相手方は、今は店との打ち合わせのため、席を外している。


つばきは、相手方が座るはずの座椅子を見つめた。



「でもねぇ……いい縁談なのよ~」



つばきは、のんびりとした口調で言葉を続ける。


「お相手の岡村 由伸(おかむら よしのぶ)さんもね、学校の先生をやってらっしゃるのよ」

「え、先生?」

「そう。凄く真面目で誠実で……さくらにピッタリだと思ったから、お母さんお見合いを了承したんよ」

「勝手にぃ……」


さくらのため息混じりのつぶやきに、つばきはクスッと笑う。


「そう言わないの。

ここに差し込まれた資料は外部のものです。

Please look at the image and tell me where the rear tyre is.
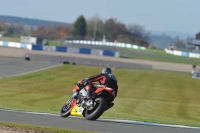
[84,98,107,120]
[60,101,71,118]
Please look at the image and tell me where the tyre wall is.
[0,41,120,57]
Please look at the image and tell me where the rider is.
[73,67,118,109]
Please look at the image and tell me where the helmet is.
[102,67,112,74]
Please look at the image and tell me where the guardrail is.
[65,40,146,50]
[165,48,200,58]
[0,41,120,57]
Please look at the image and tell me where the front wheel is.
[84,97,107,120]
[60,100,71,117]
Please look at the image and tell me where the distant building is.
[188,32,200,50]
[20,36,43,45]
[196,32,200,40]
[0,31,5,37]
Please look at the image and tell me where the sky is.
[0,0,200,36]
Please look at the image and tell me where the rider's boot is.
[106,102,114,110]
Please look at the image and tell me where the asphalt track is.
[0,110,200,133]
[0,47,200,133]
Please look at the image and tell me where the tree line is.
[0,15,149,47]
[0,15,194,48]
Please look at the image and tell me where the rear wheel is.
[60,100,71,117]
[84,98,107,120]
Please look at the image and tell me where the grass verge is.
[0,65,200,127]
[0,122,97,133]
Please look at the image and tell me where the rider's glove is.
[76,81,83,87]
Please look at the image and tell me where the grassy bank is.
[0,37,61,46]
[0,122,97,133]
[0,65,200,126]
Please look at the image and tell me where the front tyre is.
[84,97,107,120]
[60,100,71,118]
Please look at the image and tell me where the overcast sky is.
[0,0,200,35]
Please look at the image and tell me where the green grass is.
[0,65,200,127]
[0,122,97,133]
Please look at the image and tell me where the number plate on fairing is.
[71,106,83,116]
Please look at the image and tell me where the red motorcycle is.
[60,82,115,120]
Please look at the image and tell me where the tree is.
[127,24,145,38]
[73,15,87,39]
[86,16,104,41]
[104,18,129,41]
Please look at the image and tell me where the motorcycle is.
[60,82,115,120]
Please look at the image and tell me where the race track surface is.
[0,48,200,133]
[0,110,200,133]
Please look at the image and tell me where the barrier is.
[0,41,120,57]
[65,40,146,50]
[165,48,200,58]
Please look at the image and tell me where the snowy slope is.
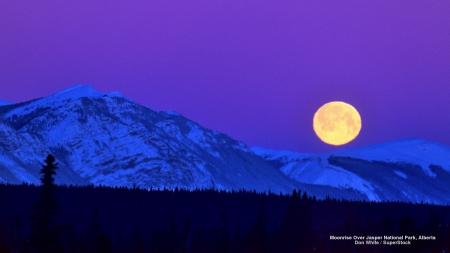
[0,99,13,106]
[0,85,364,198]
[252,139,450,204]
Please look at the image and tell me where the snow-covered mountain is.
[0,85,364,198]
[252,139,450,204]
[0,99,13,106]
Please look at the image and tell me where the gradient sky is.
[0,0,450,153]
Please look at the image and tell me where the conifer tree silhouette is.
[27,154,61,253]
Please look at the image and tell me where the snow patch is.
[394,170,407,179]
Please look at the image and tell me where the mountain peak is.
[49,84,123,100]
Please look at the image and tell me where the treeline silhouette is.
[0,160,450,253]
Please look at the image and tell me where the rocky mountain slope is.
[252,139,450,204]
[0,85,362,198]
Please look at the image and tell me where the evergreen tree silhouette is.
[28,154,61,253]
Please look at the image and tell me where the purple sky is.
[0,0,450,153]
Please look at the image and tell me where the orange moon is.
[313,101,361,146]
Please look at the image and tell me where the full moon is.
[313,101,361,146]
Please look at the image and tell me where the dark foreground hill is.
[0,184,450,253]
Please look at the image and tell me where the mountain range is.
[0,85,450,204]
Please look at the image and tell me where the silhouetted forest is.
[0,181,450,253]
[0,155,450,253]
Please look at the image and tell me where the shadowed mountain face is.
[252,139,450,204]
[0,85,361,198]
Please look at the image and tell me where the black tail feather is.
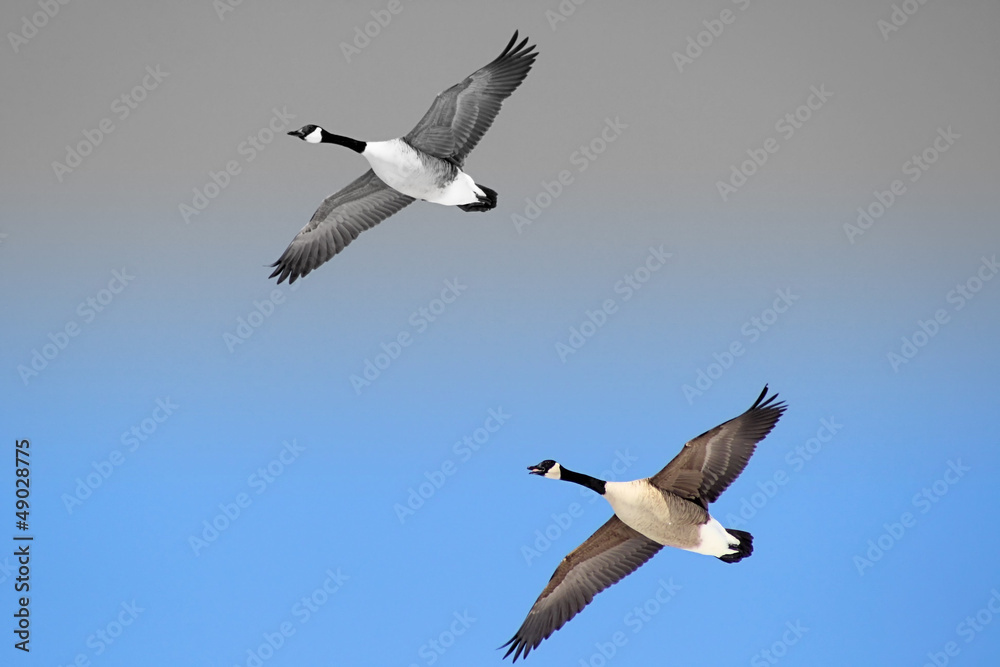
[719,528,753,563]
[458,183,497,211]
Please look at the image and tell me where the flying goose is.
[500,386,786,662]
[270,32,538,283]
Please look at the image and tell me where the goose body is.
[362,139,489,206]
[501,387,785,662]
[270,32,538,283]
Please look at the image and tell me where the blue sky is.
[0,1,1000,667]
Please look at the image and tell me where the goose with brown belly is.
[501,387,786,662]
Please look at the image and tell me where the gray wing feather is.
[403,32,538,167]
[500,516,663,662]
[270,169,413,284]
[650,386,786,507]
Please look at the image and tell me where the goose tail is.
[718,528,753,563]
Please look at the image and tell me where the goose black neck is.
[559,468,604,496]
[322,130,366,153]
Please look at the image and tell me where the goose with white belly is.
[270,32,538,283]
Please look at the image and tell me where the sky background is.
[0,0,1000,667]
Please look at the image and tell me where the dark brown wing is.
[500,516,662,662]
[269,169,413,283]
[650,386,786,507]
[403,32,538,166]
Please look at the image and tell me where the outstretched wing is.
[269,169,413,284]
[500,516,663,662]
[651,386,786,507]
[403,32,538,167]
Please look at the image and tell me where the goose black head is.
[288,125,326,144]
[528,459,562,479]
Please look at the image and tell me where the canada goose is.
[270,32,538,283]
[500,386,785,662]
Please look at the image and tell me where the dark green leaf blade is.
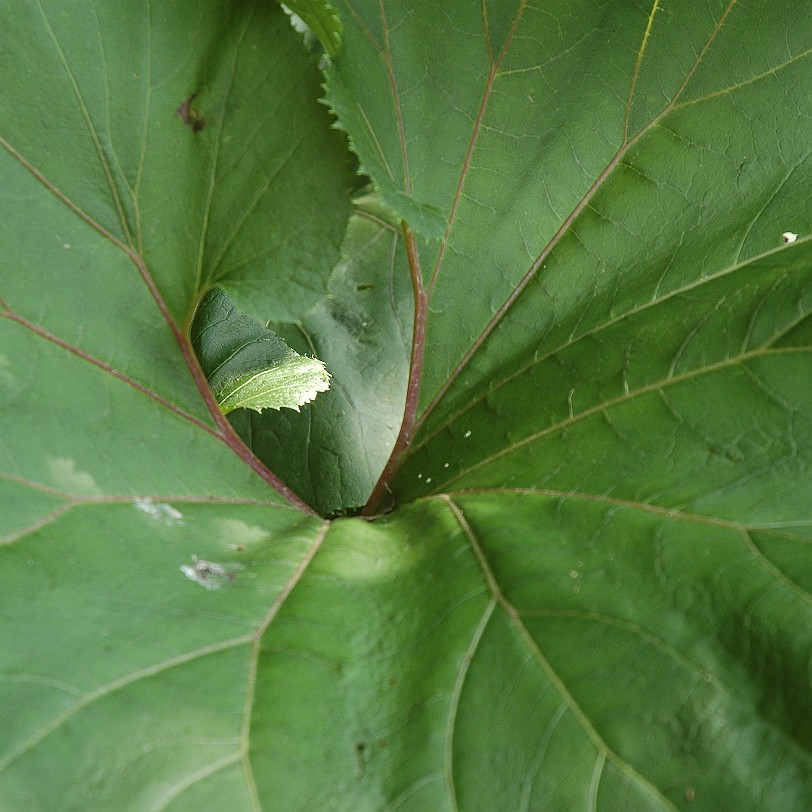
[191,288,330,414]
[230,206,413,515]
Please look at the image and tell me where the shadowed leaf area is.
[0,0,812,812]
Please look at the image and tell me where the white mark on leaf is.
[180,555,243,589]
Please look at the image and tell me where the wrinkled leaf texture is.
[0,0,812,812]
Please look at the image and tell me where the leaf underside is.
[0,0,812,812]
[190,288,330,414]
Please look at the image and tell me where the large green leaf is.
[230,206,413,515]
[0,0,812,812]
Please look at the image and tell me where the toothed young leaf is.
[192,288,330,414]
[285,0,341,56]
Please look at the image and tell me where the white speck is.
[180,555,242,589]
[133,499,183,525]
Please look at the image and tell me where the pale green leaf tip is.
[214,358,330,414]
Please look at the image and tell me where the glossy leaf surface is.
[0,0,812,812]
[190,288,330,414]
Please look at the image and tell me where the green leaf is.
[0,0,812,812]
[285,0,341,56]
[230,208,413,515]
[191,288,330,414]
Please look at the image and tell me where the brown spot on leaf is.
[175,91,206,133]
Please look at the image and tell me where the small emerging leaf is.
[284,0,341,57]
[192,288,330,414]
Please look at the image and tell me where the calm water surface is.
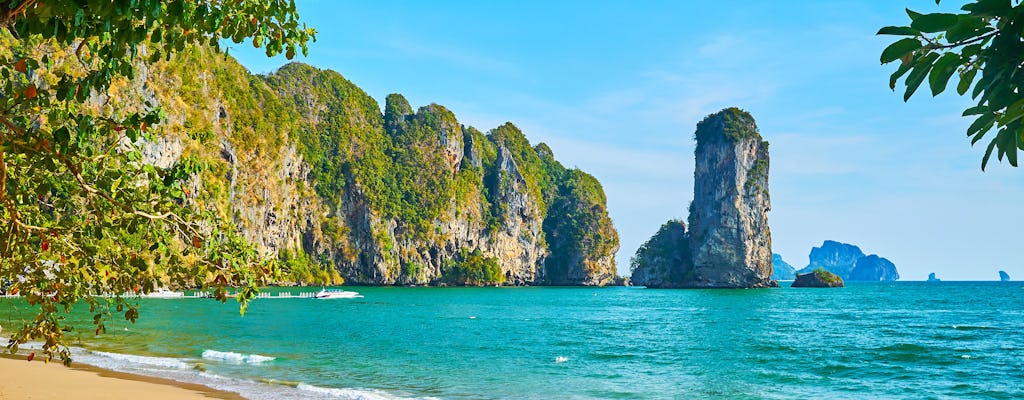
[0,282,1024,399]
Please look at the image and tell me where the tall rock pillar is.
[683,108,776,287]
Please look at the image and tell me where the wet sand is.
[0,354,243,400]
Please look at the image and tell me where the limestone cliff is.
[689,108,772,287]
[631,108,777,287]
[132,49,618,285]
[630,220,693,287]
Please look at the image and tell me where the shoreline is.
[0,353,245,400]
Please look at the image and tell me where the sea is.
[0,281,1024,399]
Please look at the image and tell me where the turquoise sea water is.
[0,281,1024,399]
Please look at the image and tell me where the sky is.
[229,0,1024,280]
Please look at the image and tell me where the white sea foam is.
[203,350,276,364]
[12,342,419,400]
[296,384,431,400]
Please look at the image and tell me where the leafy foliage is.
[878,0,1024,170]
[630,220,693,287]
[536,143,618,284]
[0,0,314,363]
[693,107,761,146]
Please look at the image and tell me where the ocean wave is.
[203,350,276,364]
[949,325,999,330]
[296,384,432,400]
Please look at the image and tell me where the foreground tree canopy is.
[0,0,314,363]
[879,0,1024,170]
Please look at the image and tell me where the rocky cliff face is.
[798,240,899,281]
[792,268,846,287]
[847,255,899,281]
[129,49,618,285]
[630,220,693,287]
[689,108,772,287]
[631,108,777,287]
[771,254,797,280]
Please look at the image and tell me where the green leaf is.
[981,139,995,171]
[956,66,978,96]
[879,38,922,63]
[999,98,1024,126]
[962,105,988,117]
[928,53,961,96]
[946,15,987,43]
[961,0,1013,16]
[903,53,939,101]
[889,60,913,90]
[876,27,921,36]
[910,12,959,34]
[967,113,995,141]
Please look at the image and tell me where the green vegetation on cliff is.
[154,49,618,284]
[693,107,761,146]
[440,249,505,285]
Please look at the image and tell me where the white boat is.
[142,287,185,299]
[313,288,362,300]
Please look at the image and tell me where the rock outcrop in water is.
[798,240,864,279]
[631,108,777,287]
[630,220,693,287]
[847,255,899,281]
[792,268,845,287]
[105,48,618,285]
[797,240,899,281]
[771,254,797,280]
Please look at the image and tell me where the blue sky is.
[230,0,1024,280]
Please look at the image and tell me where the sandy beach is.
[0,355,242,400]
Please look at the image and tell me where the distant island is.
[771,254,797,280]
[798,240,899,281]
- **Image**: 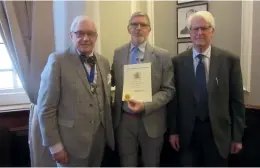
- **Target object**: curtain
[0,1,56,167]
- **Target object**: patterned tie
[130,47,139,64]
[123,47,139,113]
[85,55,97,67]
[196,54,208,120]
[80,54,97,67]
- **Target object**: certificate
[122,63,152,102]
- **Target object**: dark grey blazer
[112,43,174,138]
[168,46,245,158]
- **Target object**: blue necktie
[123,47,139,113]
[196,54,208,120]
[130,47,139,64]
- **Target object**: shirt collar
[130,41,147,53]
[192,45,211,58]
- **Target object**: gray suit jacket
[37,48,114,158]
[168,46,245,158]
[112,43,174,138]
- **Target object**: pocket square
[107,74,112,84]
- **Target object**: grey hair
[188,11,215,29]
[70,15,96,32]
[128,11,151,26]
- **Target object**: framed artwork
[177,42,192,54]
[177,0,196,5]
[177,3,208,39]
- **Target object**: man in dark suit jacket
[168,11,245,166]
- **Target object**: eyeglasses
[130,23,150,28]
[73,31,97,38]
[190,26,211,33]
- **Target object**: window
[0,35,29,106]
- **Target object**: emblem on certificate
[134,72,141,79]
[124,94,131,101]
[122,63,152,102]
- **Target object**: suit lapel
[184,49,198,100]
[69,47,92,94]
[208,46,220,90]
[95,53,110,100]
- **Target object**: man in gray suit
[37,16,114,167]
[112,12,174,167]
[168,11,245,167]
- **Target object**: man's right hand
[52,150,68,164]
[169,135,180,151]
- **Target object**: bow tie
[82,55,97,67]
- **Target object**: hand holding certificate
[122,63,152,102]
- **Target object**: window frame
[0,34,30,107]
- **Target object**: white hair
[70,15,95,32]
[188,11,215,29]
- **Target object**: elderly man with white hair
[37,16,114,167]
[168,11,245,167]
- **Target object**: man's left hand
[231,142,243,154]
[127,99,144,113]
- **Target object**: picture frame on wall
[177,0,196,5]
[177,41,193,54]
[177,3,208,39]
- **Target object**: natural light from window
[0,35,29,106]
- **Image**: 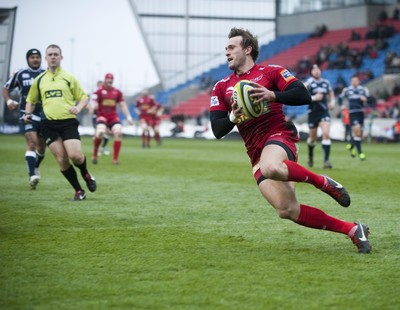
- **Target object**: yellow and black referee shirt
[26,67,88,120]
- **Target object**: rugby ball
[232,80,264,118]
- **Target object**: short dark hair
[228,27,260,62]
[46,44,62,55]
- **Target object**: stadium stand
[156,20,400,118]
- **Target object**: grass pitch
[0,135,400,310]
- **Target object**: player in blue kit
[339,76,369,160]
[306,65,335,169]
[3,48,46,189]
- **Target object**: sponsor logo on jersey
[251,74,263,82]
[210,96,219,107]
[225,86,233,95]
[44,89,62,99]
[280,69,294,82]
[22,76,33,86]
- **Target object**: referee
[24,44,97,201]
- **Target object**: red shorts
[247,124,299,184]
[96,114,121,128]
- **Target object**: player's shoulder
[213,73,234,89]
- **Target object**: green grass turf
[0,135,400,309]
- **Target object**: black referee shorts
[41,118,81,145]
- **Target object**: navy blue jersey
[306,77,332,114]
[4,67,45,116]
[339,85,369,113]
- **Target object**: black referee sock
[61,165,83,191]
[74,156,89,178]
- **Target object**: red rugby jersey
[210,65,298,150]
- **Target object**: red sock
[113,140,122,161]
[296,205,355,235]
[146,131,151,146]
[93,137,101,158]
[284,160,325,188]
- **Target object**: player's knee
[260,163,281,180]
[276,203,296,221]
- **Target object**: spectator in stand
[393,117,400,142]
[350,30,361,41]
[392,8,400,20]
[378,10,388,22]
[310,24,328,38]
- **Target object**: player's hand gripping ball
[232,80,264,118]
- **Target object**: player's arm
[3,74,18,110]
[210,111,236,139]
[119,101,133,125]
[24,78,40,123]
[251,80,311,106]
[87,99,99,114]
[328,90,335,110]
[69,94,88,115]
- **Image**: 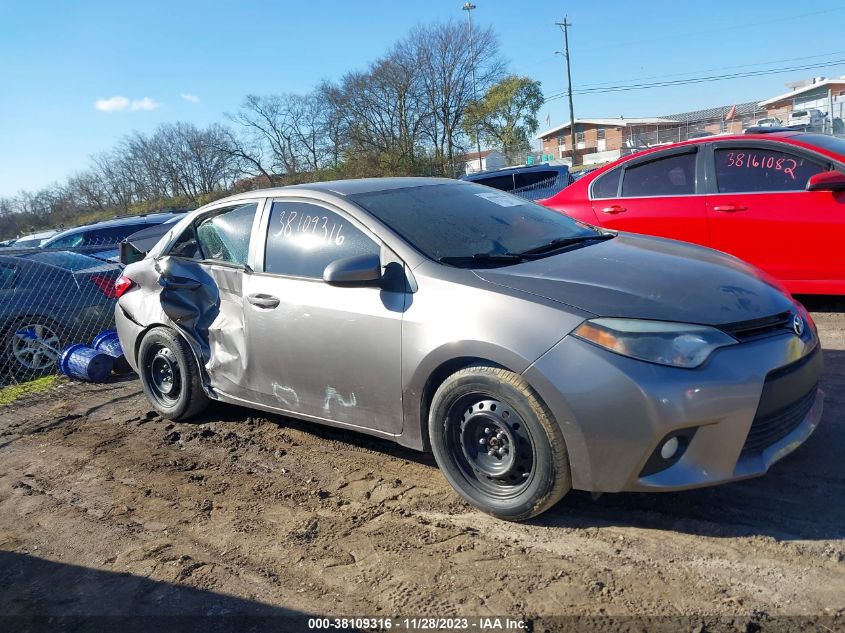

それに、特にいい人いないんでしょ?」


一瞬、悠希の顔が頭をよぎる。

しかし、それは無理やり記憶の奥へと押し込んだ。


「うん……まぁ……」

「じゃあ、いいじゃない! きっと、あなたも気に入ってくれるハズよ」


笑みを浮かべた顔の前で、つばきはその手をパンと合わせた。


「さくら……嫌なら正直に言っていいからな!」


真っ直ぐ前を見つめたまま言う父に、さくらの気持ちは少し楽になる。


「ありがとうお父さん……でも……あたしも前に進まないと……」

「ん……そうか……」


剛也は、少し照れたように頭をかいた。